Access to the pituitary gland is difficult, and one current approach is the endonasal approach, through the nose. However, while this approach is minimally invasive which is better for the patient, it is technically challenging for the surgeon. It is difficult for the surgeon to manoeuvre the tools, but also difficult for the surgeon to maintain contextual awareness and remember the location of and identify critical structures.
One proposed solution is to combine pre-operative scan data, such as information from Magnetic Resonance Imaging (MRI), or Computed Tomography (CT) scans, and use them in conjunction with the video. Typically, engineers have proposed "Augmented Reality", where the information from MRI/CT scans is simply overlaid on top of the endoscopic video. But this approach has not found favour with clinical teams, and the result is often confusing and difficult to use.

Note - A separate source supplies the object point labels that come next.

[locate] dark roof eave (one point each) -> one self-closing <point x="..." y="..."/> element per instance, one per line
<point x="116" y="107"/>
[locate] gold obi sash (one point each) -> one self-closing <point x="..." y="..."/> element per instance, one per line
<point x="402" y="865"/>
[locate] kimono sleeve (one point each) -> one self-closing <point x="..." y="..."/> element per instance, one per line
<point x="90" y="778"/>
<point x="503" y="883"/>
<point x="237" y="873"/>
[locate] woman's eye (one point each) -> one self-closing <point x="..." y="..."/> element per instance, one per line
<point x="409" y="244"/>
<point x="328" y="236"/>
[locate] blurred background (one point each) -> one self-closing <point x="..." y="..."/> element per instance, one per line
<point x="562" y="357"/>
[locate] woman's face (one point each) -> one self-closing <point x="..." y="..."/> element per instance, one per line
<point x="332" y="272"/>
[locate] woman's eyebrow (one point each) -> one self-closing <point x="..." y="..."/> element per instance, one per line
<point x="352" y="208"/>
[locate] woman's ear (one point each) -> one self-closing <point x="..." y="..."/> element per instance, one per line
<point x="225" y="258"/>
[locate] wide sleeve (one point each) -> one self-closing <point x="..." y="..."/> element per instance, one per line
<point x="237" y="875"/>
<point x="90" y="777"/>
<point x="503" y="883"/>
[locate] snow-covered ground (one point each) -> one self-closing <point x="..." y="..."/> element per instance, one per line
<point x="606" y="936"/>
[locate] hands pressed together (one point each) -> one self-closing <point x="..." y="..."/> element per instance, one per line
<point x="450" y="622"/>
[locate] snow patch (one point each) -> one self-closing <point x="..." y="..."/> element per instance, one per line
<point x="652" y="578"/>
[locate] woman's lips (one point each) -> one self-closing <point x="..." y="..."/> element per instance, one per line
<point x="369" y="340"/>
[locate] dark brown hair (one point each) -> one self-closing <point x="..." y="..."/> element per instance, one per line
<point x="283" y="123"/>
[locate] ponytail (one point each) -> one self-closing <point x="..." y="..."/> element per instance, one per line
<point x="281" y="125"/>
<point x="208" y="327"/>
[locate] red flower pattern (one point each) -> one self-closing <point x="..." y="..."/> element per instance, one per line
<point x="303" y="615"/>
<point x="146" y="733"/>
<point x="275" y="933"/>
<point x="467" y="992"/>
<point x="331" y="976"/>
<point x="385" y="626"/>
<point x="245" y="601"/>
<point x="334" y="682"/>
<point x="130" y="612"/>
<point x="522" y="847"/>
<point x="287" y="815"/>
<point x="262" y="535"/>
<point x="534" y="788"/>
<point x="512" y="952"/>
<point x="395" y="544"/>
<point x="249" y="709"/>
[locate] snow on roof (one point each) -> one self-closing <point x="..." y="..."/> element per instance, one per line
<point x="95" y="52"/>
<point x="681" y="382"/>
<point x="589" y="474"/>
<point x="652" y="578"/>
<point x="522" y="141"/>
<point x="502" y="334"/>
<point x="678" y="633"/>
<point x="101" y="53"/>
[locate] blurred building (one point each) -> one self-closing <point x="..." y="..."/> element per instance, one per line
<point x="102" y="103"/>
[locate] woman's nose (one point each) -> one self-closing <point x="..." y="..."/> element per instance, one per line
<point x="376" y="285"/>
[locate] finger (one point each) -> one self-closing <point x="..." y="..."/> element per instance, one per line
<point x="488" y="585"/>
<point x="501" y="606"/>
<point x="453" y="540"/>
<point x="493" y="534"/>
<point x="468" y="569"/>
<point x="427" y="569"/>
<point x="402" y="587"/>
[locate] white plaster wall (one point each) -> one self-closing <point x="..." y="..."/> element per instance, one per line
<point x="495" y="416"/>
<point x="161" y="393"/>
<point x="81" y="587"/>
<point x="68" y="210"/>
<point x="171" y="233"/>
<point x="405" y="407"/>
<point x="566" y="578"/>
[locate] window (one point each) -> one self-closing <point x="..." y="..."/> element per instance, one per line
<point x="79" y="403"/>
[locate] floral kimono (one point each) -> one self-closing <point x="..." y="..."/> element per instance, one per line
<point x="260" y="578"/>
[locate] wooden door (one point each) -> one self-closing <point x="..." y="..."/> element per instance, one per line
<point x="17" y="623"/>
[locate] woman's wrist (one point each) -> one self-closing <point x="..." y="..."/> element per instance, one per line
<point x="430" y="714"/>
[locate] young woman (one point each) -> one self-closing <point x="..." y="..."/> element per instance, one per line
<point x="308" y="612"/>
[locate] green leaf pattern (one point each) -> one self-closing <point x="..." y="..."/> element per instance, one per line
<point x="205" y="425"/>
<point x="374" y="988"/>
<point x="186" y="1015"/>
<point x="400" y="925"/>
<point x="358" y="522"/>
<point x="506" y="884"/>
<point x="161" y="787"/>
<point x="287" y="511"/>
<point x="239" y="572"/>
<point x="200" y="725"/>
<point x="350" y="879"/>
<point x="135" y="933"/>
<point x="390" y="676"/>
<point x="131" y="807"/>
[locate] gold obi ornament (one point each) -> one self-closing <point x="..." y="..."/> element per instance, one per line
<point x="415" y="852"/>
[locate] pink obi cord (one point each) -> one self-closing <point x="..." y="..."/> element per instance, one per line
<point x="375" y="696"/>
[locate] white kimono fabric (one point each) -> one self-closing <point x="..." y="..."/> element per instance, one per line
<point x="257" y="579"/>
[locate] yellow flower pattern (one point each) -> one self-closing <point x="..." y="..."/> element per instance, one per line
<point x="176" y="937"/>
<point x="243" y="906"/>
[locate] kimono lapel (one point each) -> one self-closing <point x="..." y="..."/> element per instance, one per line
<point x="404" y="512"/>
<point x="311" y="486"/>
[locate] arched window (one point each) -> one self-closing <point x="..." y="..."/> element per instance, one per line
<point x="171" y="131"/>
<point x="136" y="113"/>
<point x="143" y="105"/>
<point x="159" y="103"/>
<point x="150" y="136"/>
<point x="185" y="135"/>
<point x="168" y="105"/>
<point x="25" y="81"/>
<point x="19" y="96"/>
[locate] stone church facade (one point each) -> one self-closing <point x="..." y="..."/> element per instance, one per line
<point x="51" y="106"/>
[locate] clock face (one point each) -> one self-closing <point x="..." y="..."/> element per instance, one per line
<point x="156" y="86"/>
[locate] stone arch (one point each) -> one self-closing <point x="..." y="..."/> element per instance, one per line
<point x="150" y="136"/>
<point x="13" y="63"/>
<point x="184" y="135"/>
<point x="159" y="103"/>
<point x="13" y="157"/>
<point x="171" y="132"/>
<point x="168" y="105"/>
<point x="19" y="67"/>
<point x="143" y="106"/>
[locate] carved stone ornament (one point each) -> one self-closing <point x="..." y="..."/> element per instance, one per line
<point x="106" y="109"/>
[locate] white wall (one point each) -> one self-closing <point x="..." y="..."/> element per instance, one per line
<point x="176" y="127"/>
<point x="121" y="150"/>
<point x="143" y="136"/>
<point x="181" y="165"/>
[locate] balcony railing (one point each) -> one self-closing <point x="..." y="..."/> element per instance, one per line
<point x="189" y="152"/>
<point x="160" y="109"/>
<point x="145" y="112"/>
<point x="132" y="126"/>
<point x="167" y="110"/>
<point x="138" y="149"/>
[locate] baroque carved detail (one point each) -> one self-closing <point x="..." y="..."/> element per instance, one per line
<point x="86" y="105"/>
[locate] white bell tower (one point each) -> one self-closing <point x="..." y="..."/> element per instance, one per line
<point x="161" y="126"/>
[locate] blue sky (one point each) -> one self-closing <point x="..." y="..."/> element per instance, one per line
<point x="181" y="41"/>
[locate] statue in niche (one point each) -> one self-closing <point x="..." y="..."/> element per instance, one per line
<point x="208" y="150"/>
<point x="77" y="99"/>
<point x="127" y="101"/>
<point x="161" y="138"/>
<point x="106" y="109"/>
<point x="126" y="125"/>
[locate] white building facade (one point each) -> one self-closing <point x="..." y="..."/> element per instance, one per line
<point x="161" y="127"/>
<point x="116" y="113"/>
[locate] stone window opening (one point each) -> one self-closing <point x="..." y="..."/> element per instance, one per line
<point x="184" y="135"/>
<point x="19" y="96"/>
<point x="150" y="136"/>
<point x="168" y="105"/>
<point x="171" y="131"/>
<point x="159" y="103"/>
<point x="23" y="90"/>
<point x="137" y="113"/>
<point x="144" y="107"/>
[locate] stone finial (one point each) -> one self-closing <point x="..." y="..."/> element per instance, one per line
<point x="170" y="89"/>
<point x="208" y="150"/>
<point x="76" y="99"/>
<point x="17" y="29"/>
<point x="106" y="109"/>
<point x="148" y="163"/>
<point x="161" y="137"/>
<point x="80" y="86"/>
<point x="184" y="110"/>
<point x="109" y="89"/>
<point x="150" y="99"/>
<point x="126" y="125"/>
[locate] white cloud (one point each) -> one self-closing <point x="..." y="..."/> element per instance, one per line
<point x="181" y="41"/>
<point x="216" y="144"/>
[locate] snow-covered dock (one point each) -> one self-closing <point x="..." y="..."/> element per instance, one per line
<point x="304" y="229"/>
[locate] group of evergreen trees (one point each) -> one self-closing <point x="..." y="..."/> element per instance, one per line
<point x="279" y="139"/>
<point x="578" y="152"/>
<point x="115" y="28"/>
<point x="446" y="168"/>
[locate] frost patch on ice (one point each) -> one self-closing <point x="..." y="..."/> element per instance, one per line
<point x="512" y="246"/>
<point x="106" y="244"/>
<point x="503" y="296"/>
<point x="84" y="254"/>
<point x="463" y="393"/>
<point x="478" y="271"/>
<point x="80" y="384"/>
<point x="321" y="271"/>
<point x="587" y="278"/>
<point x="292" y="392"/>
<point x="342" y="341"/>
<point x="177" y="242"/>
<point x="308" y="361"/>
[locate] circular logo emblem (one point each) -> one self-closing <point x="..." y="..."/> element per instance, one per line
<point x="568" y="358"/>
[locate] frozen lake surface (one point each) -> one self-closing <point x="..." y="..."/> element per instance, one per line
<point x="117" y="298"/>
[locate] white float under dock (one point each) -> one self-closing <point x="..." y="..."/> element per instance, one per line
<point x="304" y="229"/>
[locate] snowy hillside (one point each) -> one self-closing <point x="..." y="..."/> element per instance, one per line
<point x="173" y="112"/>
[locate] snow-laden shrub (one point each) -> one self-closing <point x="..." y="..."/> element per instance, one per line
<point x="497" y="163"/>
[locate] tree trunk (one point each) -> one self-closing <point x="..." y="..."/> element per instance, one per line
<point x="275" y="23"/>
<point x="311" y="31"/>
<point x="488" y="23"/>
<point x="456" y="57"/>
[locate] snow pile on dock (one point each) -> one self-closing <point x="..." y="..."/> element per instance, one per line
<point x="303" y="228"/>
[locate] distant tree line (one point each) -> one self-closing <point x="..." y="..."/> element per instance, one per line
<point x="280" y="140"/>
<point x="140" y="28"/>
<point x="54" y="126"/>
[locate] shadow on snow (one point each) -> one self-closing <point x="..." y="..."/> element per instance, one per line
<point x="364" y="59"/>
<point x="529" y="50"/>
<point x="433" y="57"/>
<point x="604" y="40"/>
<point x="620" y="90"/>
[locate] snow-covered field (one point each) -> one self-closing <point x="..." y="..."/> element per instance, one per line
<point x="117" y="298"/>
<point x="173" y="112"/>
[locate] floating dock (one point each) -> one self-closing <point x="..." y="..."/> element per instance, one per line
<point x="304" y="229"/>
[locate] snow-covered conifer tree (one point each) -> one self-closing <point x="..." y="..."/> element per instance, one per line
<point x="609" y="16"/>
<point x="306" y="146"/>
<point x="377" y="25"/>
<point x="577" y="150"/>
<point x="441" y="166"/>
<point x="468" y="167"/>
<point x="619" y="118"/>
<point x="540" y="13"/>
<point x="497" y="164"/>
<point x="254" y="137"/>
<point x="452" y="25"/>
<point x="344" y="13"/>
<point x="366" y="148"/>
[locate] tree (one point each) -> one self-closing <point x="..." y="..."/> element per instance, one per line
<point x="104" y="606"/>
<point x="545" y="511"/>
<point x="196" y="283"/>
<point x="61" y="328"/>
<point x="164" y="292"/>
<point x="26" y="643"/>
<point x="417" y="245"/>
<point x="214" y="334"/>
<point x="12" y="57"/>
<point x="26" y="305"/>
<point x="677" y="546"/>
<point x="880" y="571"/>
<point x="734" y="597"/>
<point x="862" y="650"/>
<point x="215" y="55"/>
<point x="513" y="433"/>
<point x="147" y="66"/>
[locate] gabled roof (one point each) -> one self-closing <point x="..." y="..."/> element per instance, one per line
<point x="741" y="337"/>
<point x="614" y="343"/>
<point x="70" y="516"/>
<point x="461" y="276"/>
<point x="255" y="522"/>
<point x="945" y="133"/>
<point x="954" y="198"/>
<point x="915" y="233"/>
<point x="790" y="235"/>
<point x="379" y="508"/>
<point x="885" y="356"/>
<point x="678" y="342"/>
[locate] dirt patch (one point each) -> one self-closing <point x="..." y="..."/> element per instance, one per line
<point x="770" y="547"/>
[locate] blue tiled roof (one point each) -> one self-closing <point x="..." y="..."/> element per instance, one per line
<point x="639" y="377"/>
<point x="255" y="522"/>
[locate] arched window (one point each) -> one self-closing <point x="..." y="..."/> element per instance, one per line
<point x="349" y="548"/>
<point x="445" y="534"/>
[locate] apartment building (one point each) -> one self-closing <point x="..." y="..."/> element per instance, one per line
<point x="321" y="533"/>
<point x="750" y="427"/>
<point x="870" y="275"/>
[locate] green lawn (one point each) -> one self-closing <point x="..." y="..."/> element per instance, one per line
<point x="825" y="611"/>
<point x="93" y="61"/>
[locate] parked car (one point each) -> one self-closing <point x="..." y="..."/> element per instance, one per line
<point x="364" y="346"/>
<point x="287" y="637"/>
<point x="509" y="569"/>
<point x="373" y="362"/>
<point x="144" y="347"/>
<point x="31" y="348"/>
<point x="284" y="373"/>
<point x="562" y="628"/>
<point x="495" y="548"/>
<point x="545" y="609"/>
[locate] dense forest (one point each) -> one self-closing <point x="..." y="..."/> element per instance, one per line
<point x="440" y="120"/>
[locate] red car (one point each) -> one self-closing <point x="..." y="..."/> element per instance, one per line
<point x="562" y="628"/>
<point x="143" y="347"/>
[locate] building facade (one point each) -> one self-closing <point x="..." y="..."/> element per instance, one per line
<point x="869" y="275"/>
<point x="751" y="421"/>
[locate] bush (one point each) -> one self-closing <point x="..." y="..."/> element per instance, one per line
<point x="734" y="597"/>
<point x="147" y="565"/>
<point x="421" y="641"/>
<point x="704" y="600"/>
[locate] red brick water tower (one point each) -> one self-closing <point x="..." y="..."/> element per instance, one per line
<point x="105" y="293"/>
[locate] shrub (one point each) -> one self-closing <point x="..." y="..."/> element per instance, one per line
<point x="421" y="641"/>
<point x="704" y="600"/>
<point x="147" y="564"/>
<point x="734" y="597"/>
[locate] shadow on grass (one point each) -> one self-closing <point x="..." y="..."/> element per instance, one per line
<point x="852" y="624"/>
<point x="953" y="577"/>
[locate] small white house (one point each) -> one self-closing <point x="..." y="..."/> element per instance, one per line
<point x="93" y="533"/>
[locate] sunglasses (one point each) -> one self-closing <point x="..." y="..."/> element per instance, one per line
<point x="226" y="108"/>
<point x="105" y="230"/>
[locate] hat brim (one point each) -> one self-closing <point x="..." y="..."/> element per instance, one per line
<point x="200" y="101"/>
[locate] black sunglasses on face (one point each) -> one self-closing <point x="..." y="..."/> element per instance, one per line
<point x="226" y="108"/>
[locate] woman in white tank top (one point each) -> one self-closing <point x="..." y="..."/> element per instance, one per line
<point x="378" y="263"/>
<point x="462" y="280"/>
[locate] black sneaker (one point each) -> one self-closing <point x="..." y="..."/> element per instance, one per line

In this project we have assembled a team of surgeons and engineers to re-think the Augmented Reality paradigm from the ground up. First, the aim is to identify the most relevant information to display on-screen at each stage of the operation. Then machine learning will be used to analyse the endoscopic video, and automatically identify which stage of the procedure the surgeon is working on. The guidance system will then automatically switch modes, and provide the most useful information for each stage of the procedure. Finally, we will automate the alignment of pre-operative data to the endoscopic video, using machine learning techniques.
The end result should be more accurate, and more clinically relevant than the current state of the art methods, and represent a genuine step change in performance for image-guidance during skull-base procedures.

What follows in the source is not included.